Stepping onto the table, I walked over the mess and claimed the seat at the back of the niche, pushing bodies out of my way. With a wave of my hand, a couple orbs of fire appeared in the air and hovered above the table, casting the blood-soaked booth in a frightening light. I looked around at the mess I had made and I wanted to be sick. I hadn’t lost control in years. I hadn’t killed a human in centuries. Not since my days with Valerio and Jabari, when I was young and reckless, had I caused such death and destruction. And yet despite my superior strength and vicious skill, they kept coming at me. They hadn’t tried to run in fear or plead for their lives. They just attacked me, and I killed them because . . . because killing was the only thing I was good at. Killing them meant taking my own life back one person at a time. I was tired of being hounded by Rowe, Nick, Macaire, and too many others to count. If I killed them, then there were a few less people in the world that wanted to kill me.
After staring blindly at the severed head of one of the nightwalkers that had been in the booth, I blinked a couple times and looked up to find Stefan and Valerio sitting on either side of me, while other nightwalkers crowded the opening to the private little niche. Horror stretched their handsome features and widened their luminous eyes. I could hear “Fire Starter” whispered among them in both Hungarian and rough English.

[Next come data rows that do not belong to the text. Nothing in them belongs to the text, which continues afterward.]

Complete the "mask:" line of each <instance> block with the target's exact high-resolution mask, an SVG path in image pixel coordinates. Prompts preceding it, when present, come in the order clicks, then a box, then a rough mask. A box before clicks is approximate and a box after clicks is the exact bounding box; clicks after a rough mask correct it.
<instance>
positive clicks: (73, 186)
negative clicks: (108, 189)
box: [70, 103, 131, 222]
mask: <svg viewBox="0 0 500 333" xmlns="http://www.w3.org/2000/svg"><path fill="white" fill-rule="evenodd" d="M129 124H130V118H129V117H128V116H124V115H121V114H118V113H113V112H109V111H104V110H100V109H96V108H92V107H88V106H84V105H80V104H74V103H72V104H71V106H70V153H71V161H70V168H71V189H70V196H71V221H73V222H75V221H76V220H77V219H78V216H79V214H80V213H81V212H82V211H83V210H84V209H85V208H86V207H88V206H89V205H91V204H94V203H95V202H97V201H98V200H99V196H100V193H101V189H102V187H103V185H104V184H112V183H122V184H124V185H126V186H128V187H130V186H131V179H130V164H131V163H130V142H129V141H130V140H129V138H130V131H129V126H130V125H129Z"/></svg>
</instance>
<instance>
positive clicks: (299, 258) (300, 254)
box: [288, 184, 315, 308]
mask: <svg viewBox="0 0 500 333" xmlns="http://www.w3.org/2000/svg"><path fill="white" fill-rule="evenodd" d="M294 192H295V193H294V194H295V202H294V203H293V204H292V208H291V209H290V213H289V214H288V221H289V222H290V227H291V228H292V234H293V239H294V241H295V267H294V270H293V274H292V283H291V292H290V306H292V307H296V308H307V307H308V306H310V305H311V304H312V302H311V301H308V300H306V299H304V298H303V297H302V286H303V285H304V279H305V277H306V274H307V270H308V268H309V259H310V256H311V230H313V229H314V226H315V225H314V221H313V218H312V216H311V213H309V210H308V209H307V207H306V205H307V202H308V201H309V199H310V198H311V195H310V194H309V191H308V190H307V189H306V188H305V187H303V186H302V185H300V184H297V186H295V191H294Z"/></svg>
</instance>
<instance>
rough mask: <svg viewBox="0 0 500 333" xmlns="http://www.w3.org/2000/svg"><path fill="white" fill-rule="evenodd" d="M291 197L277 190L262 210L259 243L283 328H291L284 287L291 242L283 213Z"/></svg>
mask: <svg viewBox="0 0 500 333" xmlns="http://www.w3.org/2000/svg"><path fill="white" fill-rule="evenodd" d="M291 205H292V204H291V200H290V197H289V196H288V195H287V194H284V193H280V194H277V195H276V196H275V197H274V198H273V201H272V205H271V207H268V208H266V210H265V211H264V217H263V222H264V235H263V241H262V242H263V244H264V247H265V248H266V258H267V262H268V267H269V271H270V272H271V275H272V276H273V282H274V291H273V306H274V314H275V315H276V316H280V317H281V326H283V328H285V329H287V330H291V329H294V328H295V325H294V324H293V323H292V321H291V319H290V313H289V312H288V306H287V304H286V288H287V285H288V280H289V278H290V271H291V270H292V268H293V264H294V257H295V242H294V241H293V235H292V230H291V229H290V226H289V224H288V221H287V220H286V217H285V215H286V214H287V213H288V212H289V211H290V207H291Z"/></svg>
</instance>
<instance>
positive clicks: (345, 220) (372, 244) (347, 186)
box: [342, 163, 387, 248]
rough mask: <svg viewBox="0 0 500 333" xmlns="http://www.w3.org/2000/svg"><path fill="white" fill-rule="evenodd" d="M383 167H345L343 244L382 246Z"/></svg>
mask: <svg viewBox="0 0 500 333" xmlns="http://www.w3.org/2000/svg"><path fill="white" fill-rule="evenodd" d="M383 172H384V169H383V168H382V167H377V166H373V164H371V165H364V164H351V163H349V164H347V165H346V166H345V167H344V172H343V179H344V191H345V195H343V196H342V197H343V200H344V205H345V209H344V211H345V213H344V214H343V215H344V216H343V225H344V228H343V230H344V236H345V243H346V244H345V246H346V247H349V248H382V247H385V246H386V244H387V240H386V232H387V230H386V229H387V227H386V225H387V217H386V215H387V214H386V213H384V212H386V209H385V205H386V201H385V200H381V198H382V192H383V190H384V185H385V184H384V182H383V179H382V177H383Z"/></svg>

None of them cared that I was a member of the coven. They didn’t care that being an Elder made me a creature that demanded instant respect within the world of the nightwalker. They only cared that I was the Fire Starter, and with me came the instant threat of a painful and brutal death. Of the twenty, only one person within the booth had died by fire. They rest had been ripped apart by my bare hands. I was washed in their blood so that it was soaked into my clothes and dripped from my chin.
No matter what I did or where I went, I would always be the Fire Starter first and above all else.
Lifting my chin a little, I smiled at the nightwalkers that were cautiously watching me. “I am Mira and I am the new keeper of Budapest. I’ll be in town for a few nights along with my companions. I hope you will make us feel welcome.”
The response from the group was overwhelming silence, but I could feel a buzz in the air as many of them spoke with each other telepathically. I continued to smile at them, soaking in their fear and terror like a drug.
“And if you’re wondering, I have already visited with Odelia and Veyron. They are both aware of my new position within the city,” I added, just twisting the knife a little more.
A few of the older nightwalkers that had been around long enough to potentially see a regime change within a region lingered long enough to welcome me to the lovely city of Budapest and offer their services. However, most silently filtered back into the crowd of humans. In fact, most of the nightwalkers had left Bahnhof within twenty minutes of discovering the slaughter. I was simply too dangerous to remain close to. There was no telling whether I would decide to strike out at more nightwalkers. By now the killing at Széchenyi Baths was well-known among the Budapest nightwalkers, and now there was the bloodbath at Bahnhof. Death followed me wherever I tread, and no one was willing to stand in my path.